Given the deep disappointment of the country’s Muslims with Indian secularism, what is to be done? Taking a cue from the performance of the Jamiat Ulama-e-Hind-inspired Assam United Democratic Front in the recently concluded assembly polls in that state, the opportunist and incendiary Imam Bukhari from Delhi and Maulana Kalbe Jawwad, a Shia cleric from UP, have launched their respective Muslim fronts. Both will enter the electoral fray next year. But paradoxical as it may seem to some, instead of welcoming the fronts, Muslims in UP and elsewhere in the country have castigated the move as "dangerous" and "suicidal". Ironically, the sharpest critique of the nascent fronts has come from the national leadership of the Jamiat, the very body whose "Assam model" both Bukhari and Jawwad aim to replicate in UP. Bukhari, incidentally, has been itching to form a Muslim party ever since he took over the reigns of Delhi’s Shahi Jama Masjid from his father, Abdullah Bukhari. A commentator writing in the Milli Gazette in February 2004 summed up the widespread Muslim sentiment with the words: "The sangh parivar cannot ask for anything more." This is the subject of our cover story this month.
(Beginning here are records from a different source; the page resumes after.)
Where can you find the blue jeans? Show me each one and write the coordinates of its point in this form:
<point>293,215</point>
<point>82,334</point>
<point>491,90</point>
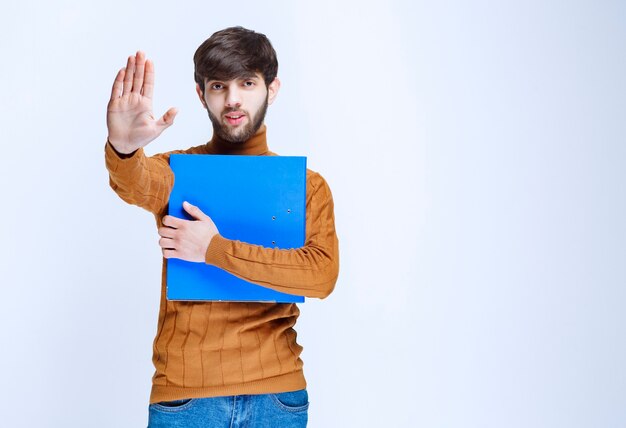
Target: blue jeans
<point>281,410</point>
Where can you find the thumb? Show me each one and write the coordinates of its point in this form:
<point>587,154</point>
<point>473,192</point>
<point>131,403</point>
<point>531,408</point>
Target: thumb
<point>194,211</point>
<point>168,118</point>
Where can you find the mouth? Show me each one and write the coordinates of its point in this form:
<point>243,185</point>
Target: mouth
<point>234,118</point>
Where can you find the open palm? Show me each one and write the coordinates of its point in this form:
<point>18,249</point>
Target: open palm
<point>130,121</point>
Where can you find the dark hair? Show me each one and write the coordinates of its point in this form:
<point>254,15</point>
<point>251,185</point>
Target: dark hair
<point>232,53</point>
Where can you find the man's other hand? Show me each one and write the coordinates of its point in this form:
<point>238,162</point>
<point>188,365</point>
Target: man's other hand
<point>187,239</point>
<point>130,121</point>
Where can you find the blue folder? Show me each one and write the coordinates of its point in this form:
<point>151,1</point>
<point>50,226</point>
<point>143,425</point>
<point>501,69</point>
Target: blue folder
<point>259,200</point>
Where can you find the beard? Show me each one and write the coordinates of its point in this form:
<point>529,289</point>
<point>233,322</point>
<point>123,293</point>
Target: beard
<point>239,134</point>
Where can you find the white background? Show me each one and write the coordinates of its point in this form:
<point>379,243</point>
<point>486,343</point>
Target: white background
<point>475,150</point>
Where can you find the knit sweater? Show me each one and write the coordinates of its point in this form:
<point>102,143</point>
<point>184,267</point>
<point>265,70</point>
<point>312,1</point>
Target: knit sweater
<point>208,349</point>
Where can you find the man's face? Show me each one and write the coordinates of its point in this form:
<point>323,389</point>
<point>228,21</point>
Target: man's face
<point>237,107</point>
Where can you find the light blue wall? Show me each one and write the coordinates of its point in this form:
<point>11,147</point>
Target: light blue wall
<point>476,155</point>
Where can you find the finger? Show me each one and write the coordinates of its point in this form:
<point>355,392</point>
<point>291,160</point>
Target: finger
<point>169,254</point>
<point>118,83</point>
<point>172,222</point>
<point>140,61</point>
<point>167,232</point>
<point>167,243</point>
<point>194,211</point>
<point>148,79</point>
<point>130,72</point>
<point>168,118</point>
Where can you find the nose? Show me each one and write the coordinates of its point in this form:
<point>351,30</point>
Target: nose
<point>233,98</point>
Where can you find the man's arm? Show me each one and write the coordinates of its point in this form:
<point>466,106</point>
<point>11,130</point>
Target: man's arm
<point>309,271</point>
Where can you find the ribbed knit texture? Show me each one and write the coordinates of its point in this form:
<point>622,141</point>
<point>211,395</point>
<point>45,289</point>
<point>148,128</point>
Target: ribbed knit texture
<point>207,349</point>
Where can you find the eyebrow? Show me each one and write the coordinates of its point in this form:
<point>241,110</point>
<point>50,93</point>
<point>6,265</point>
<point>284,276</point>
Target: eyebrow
<point>244,77</point>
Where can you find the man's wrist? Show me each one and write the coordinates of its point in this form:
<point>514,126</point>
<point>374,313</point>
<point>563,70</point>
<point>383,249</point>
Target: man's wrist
<point>120,154</point>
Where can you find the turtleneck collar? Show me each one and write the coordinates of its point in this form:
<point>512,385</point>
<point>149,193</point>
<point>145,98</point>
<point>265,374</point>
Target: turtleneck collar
<point>256,145</point>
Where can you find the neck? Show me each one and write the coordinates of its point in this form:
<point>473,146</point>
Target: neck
<point>256,145</point>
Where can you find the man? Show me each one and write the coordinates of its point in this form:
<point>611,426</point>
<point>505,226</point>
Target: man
<point>221,363</point>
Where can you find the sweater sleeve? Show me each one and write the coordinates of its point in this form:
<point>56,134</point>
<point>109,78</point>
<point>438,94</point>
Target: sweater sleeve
<point>309,271</point>
<point>140,180</point>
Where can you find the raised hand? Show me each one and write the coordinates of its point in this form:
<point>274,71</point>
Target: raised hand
<point>130,121</point>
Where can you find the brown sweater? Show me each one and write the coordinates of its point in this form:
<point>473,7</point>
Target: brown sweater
<point>208,349</point>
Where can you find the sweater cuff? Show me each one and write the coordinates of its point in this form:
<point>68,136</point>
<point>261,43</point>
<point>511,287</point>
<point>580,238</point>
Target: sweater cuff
<point>216,252</point>
<point>114,161</point>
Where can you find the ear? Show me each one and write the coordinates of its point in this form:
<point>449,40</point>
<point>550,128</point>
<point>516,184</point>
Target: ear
<point>200,95</point>
<point>272,90</point>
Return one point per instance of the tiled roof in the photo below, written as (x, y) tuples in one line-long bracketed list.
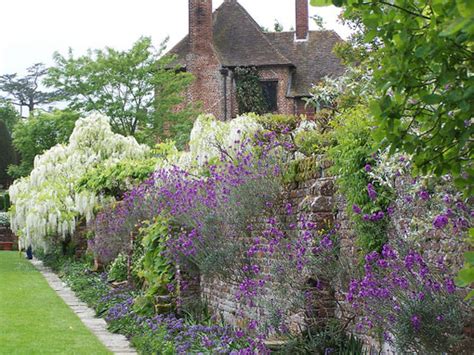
[(239, 41), (314, 59)]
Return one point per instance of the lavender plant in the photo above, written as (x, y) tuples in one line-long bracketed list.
[(412, 304)]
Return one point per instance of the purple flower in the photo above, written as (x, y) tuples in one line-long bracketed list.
[(424, 195), (371, 192), (356, 209), (447, 199), (440, 221), (416, 321), (252, 325), (373, 256), (449, 285)]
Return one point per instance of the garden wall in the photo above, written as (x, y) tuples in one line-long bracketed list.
[(311, 190)]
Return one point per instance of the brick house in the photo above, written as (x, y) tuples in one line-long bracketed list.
[(288, 63)]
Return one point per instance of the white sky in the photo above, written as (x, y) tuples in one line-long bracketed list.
[(32, 30)]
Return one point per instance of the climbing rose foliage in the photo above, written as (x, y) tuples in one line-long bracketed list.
[(45, 204)]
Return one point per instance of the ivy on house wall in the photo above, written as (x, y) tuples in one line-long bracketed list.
[(250, 96)]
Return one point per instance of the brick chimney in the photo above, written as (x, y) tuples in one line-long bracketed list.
[(200, 26), (302, 20)]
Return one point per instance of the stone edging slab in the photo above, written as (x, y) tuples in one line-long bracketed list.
[(116, 343)]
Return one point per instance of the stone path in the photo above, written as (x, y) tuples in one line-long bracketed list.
[(116, 343)]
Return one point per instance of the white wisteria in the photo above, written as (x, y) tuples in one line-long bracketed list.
[(45, 205), (210, 136)]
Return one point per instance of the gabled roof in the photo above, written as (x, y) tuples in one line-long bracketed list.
[(239, 41), (314, 59)]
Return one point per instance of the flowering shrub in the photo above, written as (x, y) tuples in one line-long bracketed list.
[(45, 204), (4, 219), (409, 302), (367, 199), (166, 334)]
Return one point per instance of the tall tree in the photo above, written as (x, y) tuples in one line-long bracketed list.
[(8, 115), (26, 91), (138, 89), (7, 154), (422, 72)]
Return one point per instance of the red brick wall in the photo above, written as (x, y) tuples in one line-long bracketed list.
[(200, 25), (208, 85), (286, 105), (303, 109)]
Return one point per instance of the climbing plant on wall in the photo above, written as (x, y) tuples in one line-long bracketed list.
[(249, 91)]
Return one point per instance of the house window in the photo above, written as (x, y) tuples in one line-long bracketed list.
[(270, 90)]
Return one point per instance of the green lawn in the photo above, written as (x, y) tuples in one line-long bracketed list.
[(33, 318)]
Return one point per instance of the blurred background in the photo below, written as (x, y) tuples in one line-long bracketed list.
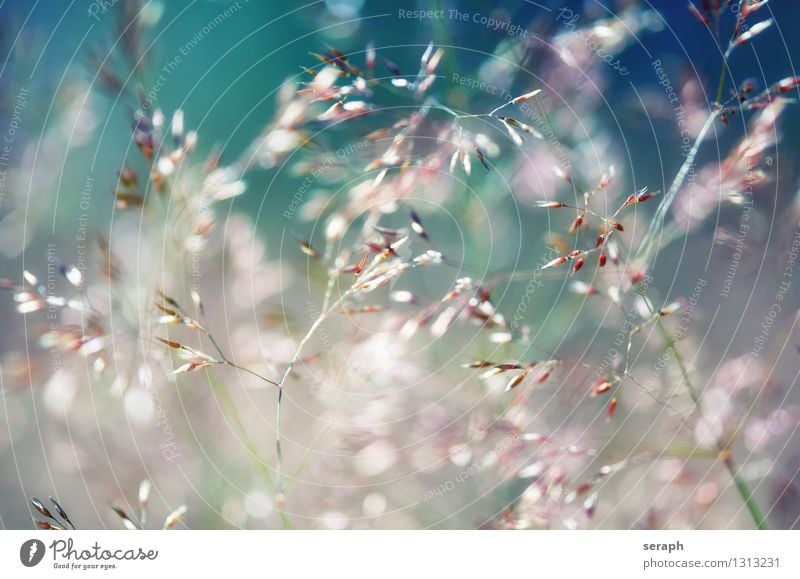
[(372, 457)]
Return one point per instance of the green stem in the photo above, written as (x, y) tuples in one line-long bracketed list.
[(232, 414)]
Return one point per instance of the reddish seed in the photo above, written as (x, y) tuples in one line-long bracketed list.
[(557, 261), (612, 408), (602, 387)]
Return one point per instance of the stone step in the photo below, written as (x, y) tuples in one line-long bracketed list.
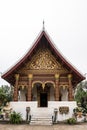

The last two months saw a lot of agitated students on the streets and impassioned debate in the media on the new "threat" posed to the principle of "meritocracy" by "Mandal II". While Communalism Combat unhesitatingly supports affirmative action, we believe it is valid to ask who benefits and whether caste should be the only relevant identity criteria (what about gender, regional, religious and economic barriers?) for quotas. For the benefit of our readers, we are publishing two articles proposing educational reservation criteria that marry the concern for merit with the principle of social justice.

Two fact-finding teams comprising members from secular action groups and civil liberties organisations investigated the accidental bomb blasts at the residence of RSS/Bajrang Dal workers in Nanded and the shooting down of terrorists by the police thus supposedly aborting their bid to blow up the RSS headquarters in Nagpur. Both reports make disturbing reading. The first report questions why the police are going so soft on the terrorist designs of Hindutva organisations and activists even after the Nanded blast has uncovered clues that the same forces had a hand in three earlier bomb blasts in Maharashtra. The second report raises the question whether as part of some design the police is faking encounters and misrepresenting them as successful attempts to foil "Islamic terrorist" attacks on Hindutva leaders and organisations.

Does anyone remember the two-decade old incident at Hashimpura in Meerut where in the course of a communal conflagration PAC jawans rounded up over 40 young Muslims, shot them point-blank and threw their bodies in a canal? We have a report on a court ruling, 20 years later, that charges 17 PAC men with killing the 41 Muslims. Also being published in this issue is an interesting article by the American Imam Abu Laith Luqman Ahmad. The article argues that Muslims in the US, or elsewhere, could be using Islamophobia as a convenient excuse to avoid honest introspection.